Como acontece com a crescente epidemia de violência, para muitos, a vergonha estranhamente se tornou uma forma de autoproteção e uma fonte popular de entretenimento. Xingamentos e assassinatos morais substituíram as discussões nacionais sobre religião, política e cultura. A vergonha é usada como uma ferramenta para criar, ensinar e disciplinar nossos filhos. Programas de televisão que prometem alianças impiedosas, traições, confrontos hostis, exclusão e humilhação pública alcançam altos índices de audiência de forma consistente. Ao mesmo tempo que usamos a vergonha para nos defender e nos entreter, tentamos compreender por que o mundo se tornou tão assustador, por que a política agora é um esporte sanguinolento, por que nossos filhos sofrem de altos níveis de estresse e ansiedade, por que a cultura popular parece estar tão decadente e por que as pessoas, em número cada vez maior, se sentem solitárias e desconectadas.

Como acontece com muitas epidemias, estamos tão focados no esforço de cuidar de nós mesmos e de nossa família que não enxergamos as ligações que permitem que o problema seja entendido e encarado como algo que ocorre em grande escala. Não conseguimos vê-lo em sua enormidade – achamos que se trata de alguma coisa pessoal ou de uma questão de autoestima, em vez de um sério problema social.

Para compreender melhor a experiência da vergonha, quero que conheça Susan, Kayla, Theresa e Sondra. Tive a oportunidade de entrevistá-las no início de minha pesquisa e de novo, anos mais tarde, depois de terem passado a aplicar as estratégias de resiliência à vergonha. Ao longo deste livro, suas histórias servirão como exemplos importantes de como é poderoso – e às vezes difícil – pôr em prática a coragem, a compaixão e a conexão.

Susan se aproximava dos 30 anos quando nos conhecemos. Ela estava casada havia três anos e tinha uma filha que acabara de celebrar o primeiro aniversário. Susan adorava o trabalho de fisioterapeuta, mas havia passado o ano anterior em casa com a bebê. Como a situação financeira da família ficou mais apertada, ela havia decidido voltar a trabalhar em meio período. Na nossa entrevista, recordou o dia em que achou que o trabalho perfeito havia caído em seu colo. Lembrou-se de como ficara encantada com o emprego. Não só recebera uma excelente oferta para trabalhar em meio período, como conseguira uma vaga para sua filha na creche da igreja que frequentava. Ansiosa por dividir a boa notícia, ela ligou para a irmã mais velha. Em vez de parabenizar Susan, a irmã reagiu dizendo: “Não entendo por que quis ter uma filha se não está interessada em cuidar dela.” Susan lembra que foi como levar um soco na boca do estômago. “Eu mal conseguia respirar”, contou ela. “Foi devastador. A primeira coisa que pensei foi que eu era uma péssima mãe. À noite, já estava quase descartando a proposta de emprego.”

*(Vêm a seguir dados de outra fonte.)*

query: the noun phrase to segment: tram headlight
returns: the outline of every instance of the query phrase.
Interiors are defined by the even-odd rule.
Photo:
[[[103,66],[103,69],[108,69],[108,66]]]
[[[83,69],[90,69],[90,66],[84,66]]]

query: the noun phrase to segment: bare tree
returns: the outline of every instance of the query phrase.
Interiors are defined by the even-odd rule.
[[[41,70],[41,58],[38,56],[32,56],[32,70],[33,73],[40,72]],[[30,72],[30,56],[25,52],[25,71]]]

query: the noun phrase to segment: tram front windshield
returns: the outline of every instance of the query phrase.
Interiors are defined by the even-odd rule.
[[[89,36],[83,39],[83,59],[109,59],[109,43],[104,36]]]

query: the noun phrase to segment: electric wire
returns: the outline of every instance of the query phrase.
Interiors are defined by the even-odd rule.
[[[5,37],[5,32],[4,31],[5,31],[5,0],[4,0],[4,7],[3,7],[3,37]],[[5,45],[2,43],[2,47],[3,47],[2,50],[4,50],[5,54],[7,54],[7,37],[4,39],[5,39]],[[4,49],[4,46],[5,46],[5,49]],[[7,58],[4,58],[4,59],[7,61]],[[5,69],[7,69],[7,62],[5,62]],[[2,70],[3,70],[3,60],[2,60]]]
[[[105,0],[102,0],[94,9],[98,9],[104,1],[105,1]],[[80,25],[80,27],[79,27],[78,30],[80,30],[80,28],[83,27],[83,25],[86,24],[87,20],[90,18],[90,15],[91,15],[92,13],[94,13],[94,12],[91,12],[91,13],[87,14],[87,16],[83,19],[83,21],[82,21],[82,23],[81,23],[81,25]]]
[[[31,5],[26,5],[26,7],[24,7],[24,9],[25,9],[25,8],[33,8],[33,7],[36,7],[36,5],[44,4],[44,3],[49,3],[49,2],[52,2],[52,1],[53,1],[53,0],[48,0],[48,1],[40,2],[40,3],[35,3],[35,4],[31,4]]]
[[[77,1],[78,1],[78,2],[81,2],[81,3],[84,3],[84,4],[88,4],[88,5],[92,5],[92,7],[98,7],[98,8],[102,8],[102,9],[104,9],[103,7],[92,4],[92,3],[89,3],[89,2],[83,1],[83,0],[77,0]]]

Quando entrevistei Kayla, ela estava com 40 e poucos anos e tinha construído uma carreira de sucesso na publicidade. Morava sozinha numa cidade grande da Costa Leste. O pai de Kayla havia acabado de receber o diagnóstico de Alzheimer e ela lutava para equilibrar as pressões da carreira com o novo papel de principal cuidadora do pai. Kayla explicou que o mais difícil era lidar com a chefe, Nancy, e a descreveu como “o tipo de pessoa com quem nunca se deve compartilhar informações pessoais”. Quando lhe pedi que explicasse melhor, ela afirmou que a chefe havia aperfeiçoado a arte do ataque pessoal – quanto mais sabia sobre a vida de Kayla, mais munição armazenava. Dois anos antes, na época da morte da mãe, Kayla enfrentara uma depressão e contara a Nancy, que não teve o menor escrúpulo em abordar o assunto diante de outros colegas. Kayla sabia que, mesmo temendo ataques de Nancy, teria que faltar algumas vezes ao trabalho a fim de procurar um lugar onde pudesse instalar o pai. Por isso explicou a situação à chefe. Kayla ainda parecia chocada ao contar que, na primeira reunião da equipe depois da conversa, Nancy anunciara que Kayla seria afastada do projeto em que estava trabalhando. Kayla disse: “Ela olhou direto para mim e se dirigiu ao grupo: ‘Vocês conhecem Kayla. Ela está sempre fazendo algum drama.’” Kayla descreveu aquele momento como sendo de “pura paralisia”. “Eu congelei. Me senti tão pequena, tão exposta… Será que Nancy tinha razão? Sou mesmo maluca? Como pude ser tão estúpida a ponto de confiar nela?”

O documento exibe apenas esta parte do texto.